I am not sure if this would be helpful, I have notice from using inat that there are Experts who help iding observations. Would it be beneficial that going on these experts total correct identifications against how many they have got wrong over a certain period of time that there identification could be more valuable to help to get to a research grade id. Though I do feel it would be difficult as a lot of users do just go in and agree, maybe it could go against first iders or disagreeing iders and not just those blindly agreeing. There would have to be a way of deciding who was an expert.
That is a judgement call we make.
My ID of Dracaena was rejected … click thru to his profile, and he is studying Dracaena - then I can withdraw my own ID with confidence. Also if people are kind and take a moment to explain in comments, WHY it is or isn’t that, it helps the rest of us to learn.
This is discussed under the posts about “reputation”. It’s tricky. One approach is to create some sort of algorithm but that’s really difficult to code, intensive to run, and needs to somehow weight expertise not just volume. Otherwise inat is left somehow being the gatekeeper of who is or isn’t an expert which is iffy and problematic in a lot of ways. So it’s a hard issue.
I don’t like the idea of anyone getting more weight than any other user. Experts should be educating others on how to identify so the community can reach a consensus for an ID together, not relying on one person.
For me, the time it takes to go through the observations and add the “why” while I’m identifying has become overwhelming with the sheer number of IDs I add, so I usually just add the identification and explain if the observer asks what the difference is. I think there are some that, when asked, won’t explain, but generally, they will if asked. Ultimately, it takes a lot more time to explain, but I’m very willing to do so if it will help get the observation to the correct ID.
To add onto this, I don’t really see this being a problem currently. If experts are participating in the community, their expertise becomes clear from how they interact with the community. In my experience, they get recognized by avid users without the need for some kind of formal badge, weighting, reputation, etc.

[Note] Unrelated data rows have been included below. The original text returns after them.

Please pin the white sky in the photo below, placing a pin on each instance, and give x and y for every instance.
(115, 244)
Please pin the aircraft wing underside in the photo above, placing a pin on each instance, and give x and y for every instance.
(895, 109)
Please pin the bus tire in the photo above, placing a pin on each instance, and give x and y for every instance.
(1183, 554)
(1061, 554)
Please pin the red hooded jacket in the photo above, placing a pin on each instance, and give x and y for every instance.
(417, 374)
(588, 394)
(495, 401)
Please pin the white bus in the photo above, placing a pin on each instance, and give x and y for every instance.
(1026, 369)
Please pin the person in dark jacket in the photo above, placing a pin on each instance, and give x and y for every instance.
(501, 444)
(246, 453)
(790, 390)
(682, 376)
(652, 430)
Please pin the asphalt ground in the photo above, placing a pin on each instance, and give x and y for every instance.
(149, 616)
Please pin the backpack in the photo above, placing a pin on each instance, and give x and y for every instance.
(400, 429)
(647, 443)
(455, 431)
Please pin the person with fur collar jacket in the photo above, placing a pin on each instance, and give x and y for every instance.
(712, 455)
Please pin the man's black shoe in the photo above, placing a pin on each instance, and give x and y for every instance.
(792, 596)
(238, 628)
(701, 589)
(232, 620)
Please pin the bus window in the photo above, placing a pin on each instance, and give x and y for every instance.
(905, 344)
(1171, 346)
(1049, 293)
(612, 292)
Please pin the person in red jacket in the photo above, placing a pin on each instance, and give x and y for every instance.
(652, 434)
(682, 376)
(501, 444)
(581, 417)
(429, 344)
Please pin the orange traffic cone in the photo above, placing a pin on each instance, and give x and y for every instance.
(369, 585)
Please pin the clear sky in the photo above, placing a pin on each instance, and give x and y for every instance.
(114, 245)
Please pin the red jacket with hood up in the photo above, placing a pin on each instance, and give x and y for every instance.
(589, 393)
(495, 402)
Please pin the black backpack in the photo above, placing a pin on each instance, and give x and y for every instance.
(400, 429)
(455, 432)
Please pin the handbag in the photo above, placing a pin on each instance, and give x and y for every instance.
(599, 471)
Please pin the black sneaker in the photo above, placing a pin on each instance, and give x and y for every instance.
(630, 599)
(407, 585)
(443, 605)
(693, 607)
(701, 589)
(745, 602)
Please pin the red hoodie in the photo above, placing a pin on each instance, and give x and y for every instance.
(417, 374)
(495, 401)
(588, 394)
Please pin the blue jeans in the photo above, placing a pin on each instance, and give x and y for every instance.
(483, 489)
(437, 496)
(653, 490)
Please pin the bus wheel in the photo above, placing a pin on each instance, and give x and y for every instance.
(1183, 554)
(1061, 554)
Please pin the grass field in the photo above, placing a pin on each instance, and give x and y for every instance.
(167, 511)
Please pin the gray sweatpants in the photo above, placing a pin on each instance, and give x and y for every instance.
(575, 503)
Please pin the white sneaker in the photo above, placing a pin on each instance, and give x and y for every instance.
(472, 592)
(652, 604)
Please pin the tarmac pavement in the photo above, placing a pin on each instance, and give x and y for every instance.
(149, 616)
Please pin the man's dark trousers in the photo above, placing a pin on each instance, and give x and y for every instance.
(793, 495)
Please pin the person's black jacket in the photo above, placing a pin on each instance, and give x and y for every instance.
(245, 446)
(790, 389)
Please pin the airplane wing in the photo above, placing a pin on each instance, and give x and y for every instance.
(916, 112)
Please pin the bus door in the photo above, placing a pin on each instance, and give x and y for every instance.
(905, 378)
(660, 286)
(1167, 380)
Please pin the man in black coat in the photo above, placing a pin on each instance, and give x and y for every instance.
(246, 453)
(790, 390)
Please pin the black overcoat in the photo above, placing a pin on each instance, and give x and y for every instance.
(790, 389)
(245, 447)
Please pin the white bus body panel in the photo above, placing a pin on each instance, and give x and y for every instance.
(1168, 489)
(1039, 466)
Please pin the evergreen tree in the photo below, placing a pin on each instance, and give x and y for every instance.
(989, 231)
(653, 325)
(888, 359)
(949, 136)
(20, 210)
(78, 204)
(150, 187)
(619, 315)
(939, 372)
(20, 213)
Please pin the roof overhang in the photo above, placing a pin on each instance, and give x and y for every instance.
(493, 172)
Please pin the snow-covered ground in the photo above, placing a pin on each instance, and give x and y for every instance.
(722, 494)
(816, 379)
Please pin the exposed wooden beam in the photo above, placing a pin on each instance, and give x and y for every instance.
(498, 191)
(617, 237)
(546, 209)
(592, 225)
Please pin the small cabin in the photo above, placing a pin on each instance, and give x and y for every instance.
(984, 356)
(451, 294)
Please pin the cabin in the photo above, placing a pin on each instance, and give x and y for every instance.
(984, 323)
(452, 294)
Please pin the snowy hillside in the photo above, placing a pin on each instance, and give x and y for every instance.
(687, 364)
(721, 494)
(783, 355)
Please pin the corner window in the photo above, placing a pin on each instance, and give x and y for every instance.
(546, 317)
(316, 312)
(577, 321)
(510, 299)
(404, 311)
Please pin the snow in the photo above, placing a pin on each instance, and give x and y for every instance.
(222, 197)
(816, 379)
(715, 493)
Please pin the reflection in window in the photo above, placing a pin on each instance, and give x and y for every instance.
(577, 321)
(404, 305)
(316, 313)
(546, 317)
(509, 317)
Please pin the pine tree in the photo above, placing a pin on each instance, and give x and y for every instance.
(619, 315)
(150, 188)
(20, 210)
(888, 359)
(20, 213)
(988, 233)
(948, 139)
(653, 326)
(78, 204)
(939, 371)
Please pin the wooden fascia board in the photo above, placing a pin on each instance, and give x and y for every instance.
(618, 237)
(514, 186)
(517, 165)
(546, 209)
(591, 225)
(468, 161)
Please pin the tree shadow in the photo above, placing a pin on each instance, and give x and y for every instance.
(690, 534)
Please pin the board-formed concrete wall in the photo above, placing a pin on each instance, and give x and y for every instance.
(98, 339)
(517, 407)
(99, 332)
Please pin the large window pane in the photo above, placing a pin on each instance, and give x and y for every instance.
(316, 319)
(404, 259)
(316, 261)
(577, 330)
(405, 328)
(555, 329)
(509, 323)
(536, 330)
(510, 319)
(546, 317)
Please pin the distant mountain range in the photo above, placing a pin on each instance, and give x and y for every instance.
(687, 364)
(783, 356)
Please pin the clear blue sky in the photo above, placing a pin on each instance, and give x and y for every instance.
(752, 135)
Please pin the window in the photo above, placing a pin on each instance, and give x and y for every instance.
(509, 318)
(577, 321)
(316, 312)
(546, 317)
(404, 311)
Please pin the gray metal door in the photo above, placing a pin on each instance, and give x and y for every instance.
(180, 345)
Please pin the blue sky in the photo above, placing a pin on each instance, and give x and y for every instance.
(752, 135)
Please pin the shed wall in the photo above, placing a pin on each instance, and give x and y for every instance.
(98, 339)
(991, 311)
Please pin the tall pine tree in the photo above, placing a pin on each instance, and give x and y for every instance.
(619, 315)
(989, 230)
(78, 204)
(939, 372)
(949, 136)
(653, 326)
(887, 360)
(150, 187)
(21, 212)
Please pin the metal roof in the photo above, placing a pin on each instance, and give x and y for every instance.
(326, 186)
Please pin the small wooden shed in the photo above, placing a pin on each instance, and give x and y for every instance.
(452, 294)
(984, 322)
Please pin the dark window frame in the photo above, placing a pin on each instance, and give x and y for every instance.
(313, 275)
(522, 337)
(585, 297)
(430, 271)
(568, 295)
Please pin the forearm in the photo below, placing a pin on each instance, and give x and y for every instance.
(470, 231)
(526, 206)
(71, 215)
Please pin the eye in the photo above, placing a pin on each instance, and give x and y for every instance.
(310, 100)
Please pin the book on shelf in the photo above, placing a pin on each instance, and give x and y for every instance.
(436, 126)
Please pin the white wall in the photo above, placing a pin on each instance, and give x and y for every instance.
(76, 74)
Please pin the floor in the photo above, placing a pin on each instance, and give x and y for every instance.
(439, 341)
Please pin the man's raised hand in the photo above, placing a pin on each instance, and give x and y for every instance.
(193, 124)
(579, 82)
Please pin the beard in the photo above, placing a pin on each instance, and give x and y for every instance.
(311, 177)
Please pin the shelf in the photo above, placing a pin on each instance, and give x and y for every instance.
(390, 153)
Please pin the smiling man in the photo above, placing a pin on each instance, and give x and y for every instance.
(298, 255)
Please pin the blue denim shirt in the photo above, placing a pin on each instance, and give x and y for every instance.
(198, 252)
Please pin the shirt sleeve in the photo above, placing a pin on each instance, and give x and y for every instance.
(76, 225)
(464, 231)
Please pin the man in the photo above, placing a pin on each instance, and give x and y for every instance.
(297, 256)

I could see this being an issue if experts’ IDs were getting swamped out by incorrect identifications from other users, but I just don’t see that occurring (at least for the taxa I interact with regularly).
I agree with Frank. To me, Community ID works and is the best aspect of iNat. It encourages interaction between its members, and has a feeling of inclusiveness. Even an errant CV/AI identification can be rectified with a little “weight” (meaning numbers of correcting IDs), and to get that weight I have learnt to recognise who to tag for their “second opinions” based on how I see them identifying. The relatively low level of “conflict” over an ID is healthy for stimulating discussion and the passing on of expertise, even if it has to be asked for first.

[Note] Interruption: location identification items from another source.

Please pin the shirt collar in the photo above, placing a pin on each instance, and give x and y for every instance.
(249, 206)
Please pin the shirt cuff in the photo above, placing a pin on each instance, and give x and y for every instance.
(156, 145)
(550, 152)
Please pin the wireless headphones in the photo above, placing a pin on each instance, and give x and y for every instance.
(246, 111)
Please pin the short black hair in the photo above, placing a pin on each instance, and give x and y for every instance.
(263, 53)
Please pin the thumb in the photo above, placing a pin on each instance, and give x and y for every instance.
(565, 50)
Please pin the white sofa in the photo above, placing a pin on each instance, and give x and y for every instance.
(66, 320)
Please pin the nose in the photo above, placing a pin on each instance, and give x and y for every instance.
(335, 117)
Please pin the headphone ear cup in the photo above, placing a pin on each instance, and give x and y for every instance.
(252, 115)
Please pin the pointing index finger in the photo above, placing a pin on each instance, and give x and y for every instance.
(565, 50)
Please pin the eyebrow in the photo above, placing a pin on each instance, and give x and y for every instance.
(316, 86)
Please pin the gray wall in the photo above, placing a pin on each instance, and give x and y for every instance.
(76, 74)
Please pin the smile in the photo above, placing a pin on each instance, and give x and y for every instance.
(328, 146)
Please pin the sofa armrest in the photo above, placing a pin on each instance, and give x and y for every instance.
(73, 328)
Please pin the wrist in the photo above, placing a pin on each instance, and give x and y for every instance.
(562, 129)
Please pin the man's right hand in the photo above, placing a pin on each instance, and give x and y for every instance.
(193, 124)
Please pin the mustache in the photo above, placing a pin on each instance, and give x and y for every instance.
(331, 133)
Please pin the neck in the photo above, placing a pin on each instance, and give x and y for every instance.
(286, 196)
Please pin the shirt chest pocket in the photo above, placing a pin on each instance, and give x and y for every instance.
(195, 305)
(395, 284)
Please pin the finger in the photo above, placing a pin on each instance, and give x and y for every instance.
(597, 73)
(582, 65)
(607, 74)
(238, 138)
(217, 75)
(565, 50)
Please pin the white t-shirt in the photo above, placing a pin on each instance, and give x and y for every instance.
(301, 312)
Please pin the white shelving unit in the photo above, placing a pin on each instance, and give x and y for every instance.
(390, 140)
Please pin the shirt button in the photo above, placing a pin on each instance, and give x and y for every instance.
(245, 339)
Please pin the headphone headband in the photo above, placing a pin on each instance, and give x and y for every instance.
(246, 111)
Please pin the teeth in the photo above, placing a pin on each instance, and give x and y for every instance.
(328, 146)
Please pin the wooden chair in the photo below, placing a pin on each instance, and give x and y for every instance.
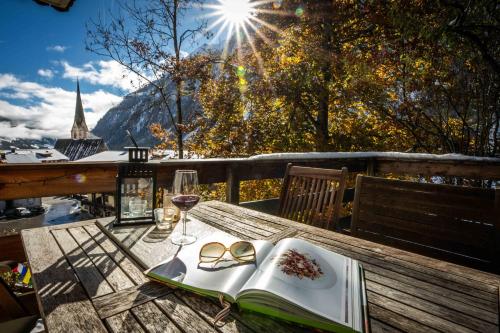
(312, 195)
(459, 224)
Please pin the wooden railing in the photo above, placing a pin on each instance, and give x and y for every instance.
(39, 180)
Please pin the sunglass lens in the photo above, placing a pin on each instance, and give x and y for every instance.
(211, 252)
(243, 251)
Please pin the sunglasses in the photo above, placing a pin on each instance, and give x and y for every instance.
(241, 251)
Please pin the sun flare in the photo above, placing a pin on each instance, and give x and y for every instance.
(236, 12)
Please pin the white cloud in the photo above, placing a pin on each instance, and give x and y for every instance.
(106, 73)
(57, 48)
(48, 73)
(46, 111)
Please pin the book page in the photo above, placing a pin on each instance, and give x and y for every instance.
(315, 279)
(227, 276)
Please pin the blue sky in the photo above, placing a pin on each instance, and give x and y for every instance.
(42, 51)
(30, 34)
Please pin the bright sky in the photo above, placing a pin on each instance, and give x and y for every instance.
(42, 51)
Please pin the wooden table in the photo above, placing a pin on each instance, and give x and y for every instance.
(88, 277)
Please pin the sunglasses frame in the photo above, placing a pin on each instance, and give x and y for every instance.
(228, 249)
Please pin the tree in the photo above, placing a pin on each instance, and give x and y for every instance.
(149, 40)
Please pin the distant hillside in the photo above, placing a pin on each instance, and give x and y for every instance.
(136, 113)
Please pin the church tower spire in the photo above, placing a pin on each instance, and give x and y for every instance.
(79, 130)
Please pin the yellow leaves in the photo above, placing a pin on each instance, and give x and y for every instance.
(392, 95)
(382, 72)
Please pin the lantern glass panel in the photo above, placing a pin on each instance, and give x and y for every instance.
(136, 197)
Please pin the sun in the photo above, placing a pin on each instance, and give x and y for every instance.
(236, 12)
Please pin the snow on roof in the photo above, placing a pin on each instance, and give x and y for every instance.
(78, 149)
(106, 156)
(34, 156)
(21, 158)
(399, 155)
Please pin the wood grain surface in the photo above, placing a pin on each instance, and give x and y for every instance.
(88, 277)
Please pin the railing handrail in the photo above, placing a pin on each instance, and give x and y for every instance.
(37, 180)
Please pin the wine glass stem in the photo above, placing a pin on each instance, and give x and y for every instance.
(184, 220)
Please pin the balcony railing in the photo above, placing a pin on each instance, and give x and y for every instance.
(39, 180)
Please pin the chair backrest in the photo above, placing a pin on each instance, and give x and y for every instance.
(460, 224)
(313, 195)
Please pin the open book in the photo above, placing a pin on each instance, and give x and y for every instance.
(328, 294)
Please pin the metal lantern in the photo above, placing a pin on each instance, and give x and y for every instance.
(135, 189)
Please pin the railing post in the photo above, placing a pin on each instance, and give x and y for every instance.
(232, 185)
(370, 167)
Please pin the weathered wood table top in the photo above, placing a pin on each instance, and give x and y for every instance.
(88, 277)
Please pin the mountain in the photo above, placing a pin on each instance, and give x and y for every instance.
(136, 113)
(142, 108)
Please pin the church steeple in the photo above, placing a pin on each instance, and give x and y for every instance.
(79, 129)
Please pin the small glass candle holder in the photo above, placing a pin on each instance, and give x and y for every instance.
(163, 222)
(170, 211)
(137, 207)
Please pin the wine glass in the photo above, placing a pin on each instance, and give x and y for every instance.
(185, 197)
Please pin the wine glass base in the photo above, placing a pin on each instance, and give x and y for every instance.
(180, 239)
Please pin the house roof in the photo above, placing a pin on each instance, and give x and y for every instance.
(78, 149)
(34, 156)
(107, 156)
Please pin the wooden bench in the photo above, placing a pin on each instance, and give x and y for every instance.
(313, 195)
(459, 224)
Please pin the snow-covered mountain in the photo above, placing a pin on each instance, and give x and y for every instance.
(136, 113)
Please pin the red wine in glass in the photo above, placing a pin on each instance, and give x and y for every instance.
(186, 196)
(185, 202)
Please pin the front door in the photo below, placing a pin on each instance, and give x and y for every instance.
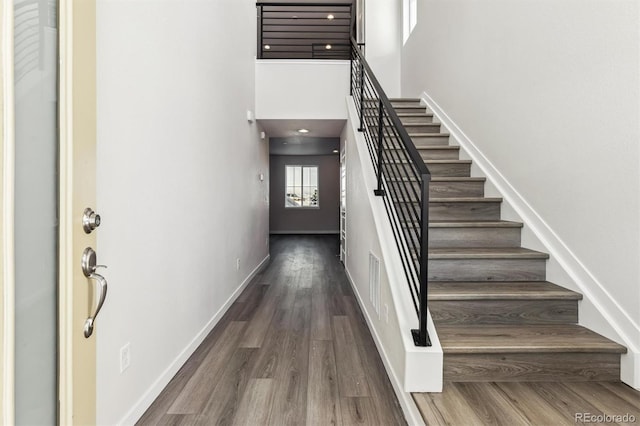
(79, 293)
(48, 180)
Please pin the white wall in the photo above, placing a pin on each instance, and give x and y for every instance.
(178, 186)
(410, 368)
(549, 93)
(301, 89)
(383, 39)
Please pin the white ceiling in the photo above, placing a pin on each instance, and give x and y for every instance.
(289, 128)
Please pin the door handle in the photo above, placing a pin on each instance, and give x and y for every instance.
(89, 267)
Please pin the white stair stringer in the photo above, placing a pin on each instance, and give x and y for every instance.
(410, 368)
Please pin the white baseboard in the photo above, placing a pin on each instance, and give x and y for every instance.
(158, 386)
(607, 317)
(409, 407)
(303, 232)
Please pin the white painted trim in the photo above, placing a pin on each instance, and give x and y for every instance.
(7, 350)
(409, 407)
(139, 408)
(315, 62)
(591, 289)
(303, 232)
(65, 296)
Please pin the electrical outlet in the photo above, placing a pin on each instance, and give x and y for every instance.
(125, 357)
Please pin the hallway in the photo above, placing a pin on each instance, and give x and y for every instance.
(293, 349)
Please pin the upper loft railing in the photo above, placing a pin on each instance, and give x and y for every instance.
(402, 181)
(304, 30)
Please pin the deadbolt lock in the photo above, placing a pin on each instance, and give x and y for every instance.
(90, 220)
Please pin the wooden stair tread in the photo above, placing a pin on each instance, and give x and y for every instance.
(481, 290)
(431, 135)
(485, 253)
(474, 224)
(430, 148)
(555, 338)
(431, 162)
(456, 200)
(441, 179)
(415, 114)
(468, 224)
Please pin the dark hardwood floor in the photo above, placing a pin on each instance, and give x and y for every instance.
(530, 403)
(293, 349)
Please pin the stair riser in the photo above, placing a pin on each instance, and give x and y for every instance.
(372, 124)
(474, 237)
(453, 189)
(423, 119)
(531, 367)
(458, 312)
(446, 169)
(420, 141)
(422, 129)
(456, 189)
(487, 269)
(431, 154)
(458, 210)
(400, 104)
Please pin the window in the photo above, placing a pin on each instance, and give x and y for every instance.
(410, 18)
(301, 187)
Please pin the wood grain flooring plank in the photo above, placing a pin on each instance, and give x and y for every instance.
(323, 400)
(562, 399)
(530, 404)
(272, 350)
(359, 411)
(623, 391)
(320, 320)
(226, 393)
(490, 405)
(351, 378)
(257, 327)
(446, 408)
(380, 388)
(358, 323)
(299, 375)
(194, 395)
(605, 400)
(244, 311)
(290, 397)
(255, 405)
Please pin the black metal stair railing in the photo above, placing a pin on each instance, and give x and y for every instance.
(288, 30)
(402, 181)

The Agree buttons do change it from a single to a pair of IDs that need correcting, significantly increasing the weight required. Further, it does drop the observation from the ID pool, reducing the chance of it getting re-evaluated, but perhaps that is a “benefit” in that it encourages more experts to review the RG obs! (trying to find a silver lining here :) )

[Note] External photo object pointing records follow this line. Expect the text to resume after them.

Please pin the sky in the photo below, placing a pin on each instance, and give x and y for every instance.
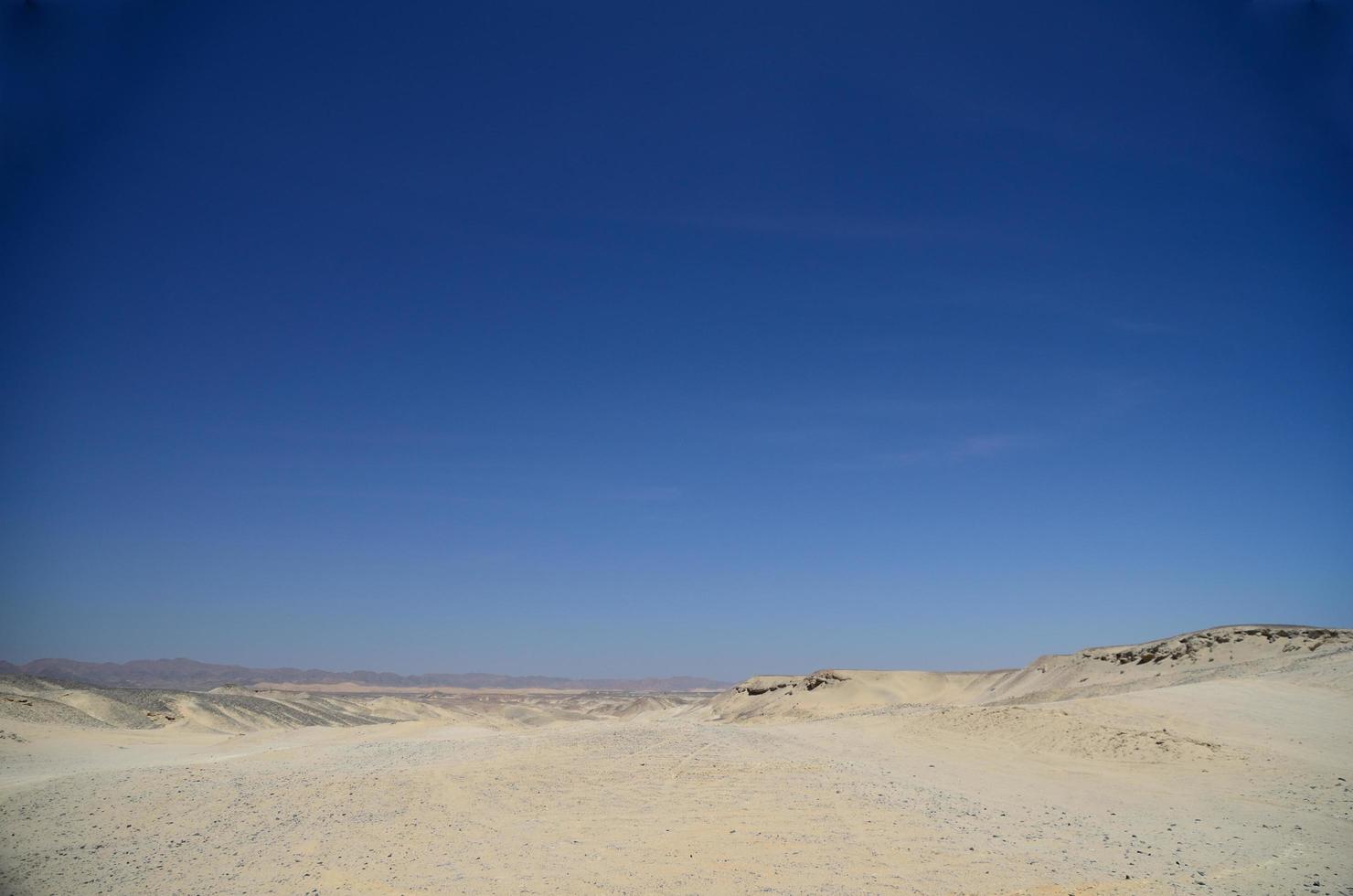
(623, 338)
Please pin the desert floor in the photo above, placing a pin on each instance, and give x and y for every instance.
(1225, 785)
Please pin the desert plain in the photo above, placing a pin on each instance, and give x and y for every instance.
(1211, 763)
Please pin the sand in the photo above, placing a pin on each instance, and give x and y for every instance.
(1223, 769)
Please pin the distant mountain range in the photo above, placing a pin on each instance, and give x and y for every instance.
(188, 674)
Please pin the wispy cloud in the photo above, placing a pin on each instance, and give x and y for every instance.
(950, 451)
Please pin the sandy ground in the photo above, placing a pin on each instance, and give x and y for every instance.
(1237, 783)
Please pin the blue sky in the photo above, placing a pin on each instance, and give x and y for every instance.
(705, 338)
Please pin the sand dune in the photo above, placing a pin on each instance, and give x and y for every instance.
(1212, 763)
(1215, 653)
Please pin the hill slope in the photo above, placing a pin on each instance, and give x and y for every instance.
(1215, 653)
(189, 674)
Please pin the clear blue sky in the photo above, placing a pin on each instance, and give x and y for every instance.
(637, 338)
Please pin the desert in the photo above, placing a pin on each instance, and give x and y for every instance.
(1209, 763)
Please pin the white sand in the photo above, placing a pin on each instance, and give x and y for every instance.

I will general explain what I was considering and looking at when I was wrong (or stuck at Genus) when asking what I missed/doing wrong to help people help me. It is easier to say an overlooked or incorrect idea than to explain why X and not Z when you have no idea what they know. Last time I recall was the color wasn’t what I was expecting, so I IDed to Genus, mentioned what I thought it was and my hesitation about it. A user swoops in, IDs to species, and comments “Adult Female” thus explaining the color difference. Asking “Why that?” would put quite a lot of explaining about patterns on the back, tail, underside of the tail, . . . and if someone tried to put that amount of work onto me, depending upon my mood, I would either ignore it, or ask why they thought the other., not that it will ever happen in the near future in regards to IDing. :)
Imagine trying to explain to someone how to successfully ID domesticated dogs in all their crazy varieties, and someone would probably be hard pressed to get genus level mismatches regularly, and higher level errors would be rare.